Often referred to as the City of Pearls, Hyderabad is famous for its rich cultural heritage that coexists amidst a flourishing modern lifestyle. The vibrant local food scene in the city has been luring food enthusiasts from all parts of the country. So in this fresh gastronomic journey, we are at Hyderabad to sample the delectable and myriad fare that’s available on the lanes which are always bustling with food lovers. We are happy to make it during Ramzan as we got the opportunity to explore the slice of the culture and connections through some of the festive foods. It was a pleasure to have the graceful Sankalp Vishnu, a food critic, and a food expert, as our host who enthusiastically walked us through the culinary tradition of the Old city. We have been truly enriched by his cooperation.
The first thing we tried was a common snack called the Patti Samosa. These small crisp patties were filled with a tasty onion and corn mixture. The name is derived from the long rectangular strips of pastry sheets that are used for making these samosas.
Next went to a joint selling Sevain, that’s thin vermicelli clustered into a spherical mass. They are mostly used for making sweet delicacies with milk, like the Sheer Khurma, etc., and are a staple during Ramzan. They came in different varieties like plain, roasted, sweetened, and salty.
While exploring the street adjacent to the Charminar we stopped by a vendor selling one of the popular sweetmeats, the Coconut Sweet, that’s commonly available all across the old city. This interesting thing was soft coconut burfi that had to be eaten along with pieces of fresh coconut. We simply loved the taste and texture of the whole combination.
The next thing Sankalp made us try was the crunchy slices of partially ripened Malgova Mangoes that had their skin intact. The sweetness of the fruit and the earthy saltiness of rock salt sprinkled on top made a playful summertime treat.

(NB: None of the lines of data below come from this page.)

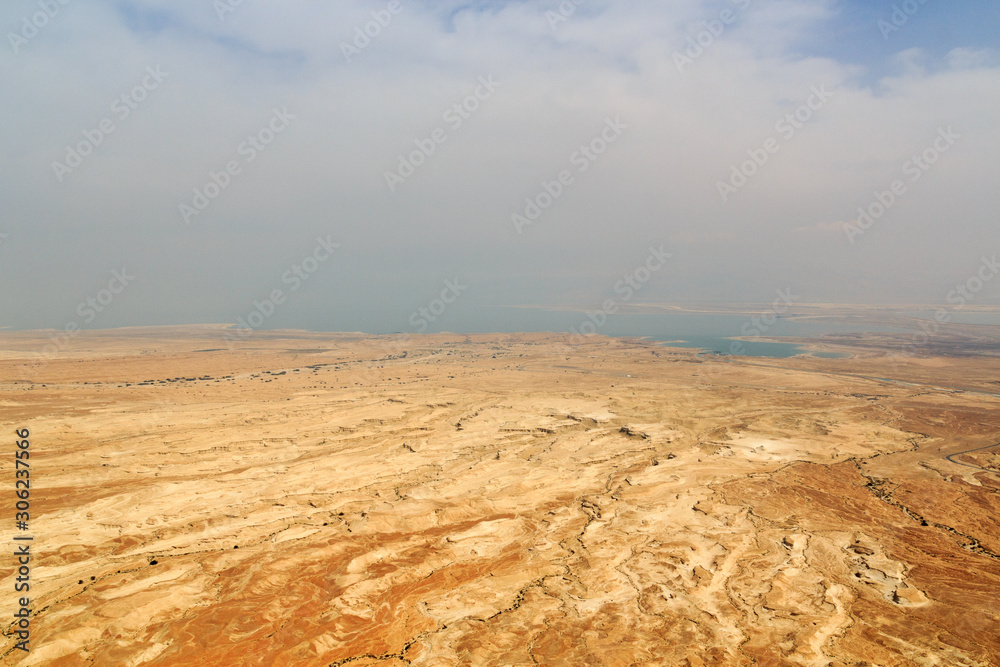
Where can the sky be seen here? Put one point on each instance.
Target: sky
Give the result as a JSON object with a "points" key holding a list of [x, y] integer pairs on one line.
{"points": [[341, 165]]}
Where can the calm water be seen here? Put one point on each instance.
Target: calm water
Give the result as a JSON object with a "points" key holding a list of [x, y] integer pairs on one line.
{"points": [[694, 330]]}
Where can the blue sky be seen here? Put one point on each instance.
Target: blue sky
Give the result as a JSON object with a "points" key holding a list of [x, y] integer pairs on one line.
{"points": [[356, 107]]}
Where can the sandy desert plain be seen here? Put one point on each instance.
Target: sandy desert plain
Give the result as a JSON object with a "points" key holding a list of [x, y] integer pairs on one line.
{"points": [[335, 499]]}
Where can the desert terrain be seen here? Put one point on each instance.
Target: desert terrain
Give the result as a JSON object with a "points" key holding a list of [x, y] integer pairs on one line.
{"points": [[334, 499]]}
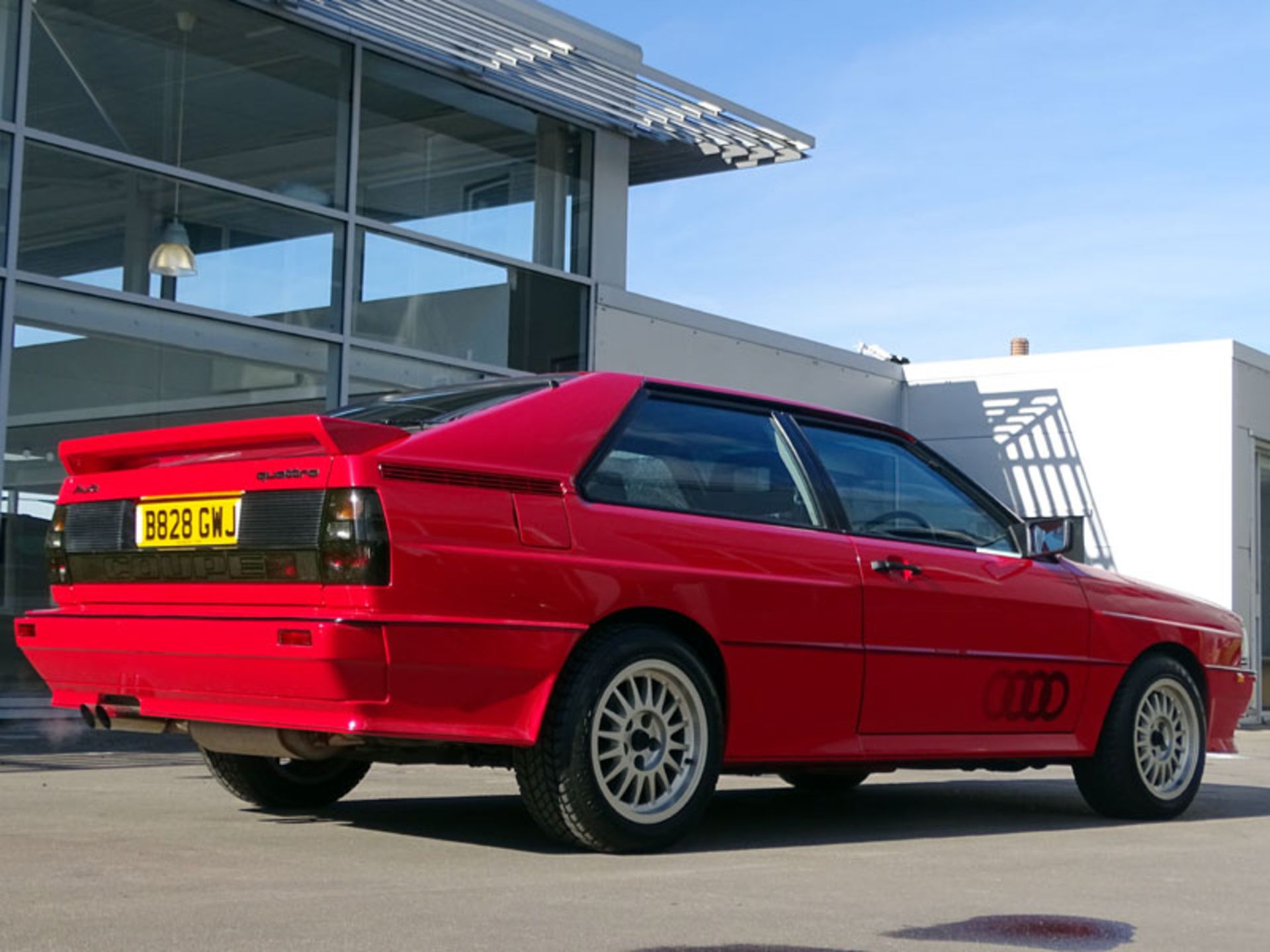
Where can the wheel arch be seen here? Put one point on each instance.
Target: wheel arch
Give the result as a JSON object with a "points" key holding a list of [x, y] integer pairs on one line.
{"points": [[683, 627], [1184, 656]]}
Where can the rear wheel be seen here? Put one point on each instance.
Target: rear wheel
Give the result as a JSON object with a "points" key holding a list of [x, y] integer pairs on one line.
{"points": [[1151, 756], [285, 785], [825, 782], [630, 748]]}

Then we went ahead to try the Hyderabad famous Pathar ke Gosht at the popular Al Farooj Sonu Kebabs. The stone-grilled marinated mutton pieces were tender, delicious, and distinctly flavourful. We also tried their Chicken Majestic which was unique cumin, red chillies, turmeric, and curd-based dish. The final thing we tried at this place was the super yummy and crunchy Sevain Chicken. This deep-fried snack was crisp on the outside and soft inside.
From there we went on to try Marag, a Hyderabad special rich, creamy, smooth, greasy, and delectable mutton broth.
While ambling down the lanes across the Charminar we came across a cycle-borne vendor selling egg, chicken, and onion samosas. The boiled egg ones were really unique and mooriesh. We tried it for the first time and loved it.
The next destination was Nimrah café and bakery, the most iconic joints near the Charminar. It's Irani Chai and the yummy assortment of biscuits especially the Moon and Osmania biscuits were worth the reputation. We also loved the Ramzan special Jahangir which resembled the Gulab Jamun in taste though it was much drier.
We then grabbed a Paan and went ahead to try the Falooda and Lassi at the very popular Matwala Doodh Wala. Both of them were luscious and refreshing.
The next place was hotel Nayaab, a famous nonveg joint. There we tried the Dum ka keema, Malai paya and Mutton Dalcha. All the dishes were super delicious. We also got the opportunity to get inside the kitchen and oversee the preparations.
With dinner done right, it was time for desserts. So Sankalp took us to the Hameedi confectioners to relish the most unique and indulgent Jouzi halwa that has a very interesting history behind it. The coin-shaped almond and cashew burfis were also good.
This gluttonous and brilliant journey across the old city of Hyderabad ended on an ice cream note. The soul-satisfying Muti Flavour ice creams were natural and hand churned.
We sincerely thank our genial host Sankalp for this insightful, enthusiastic, and scrumptious food tour.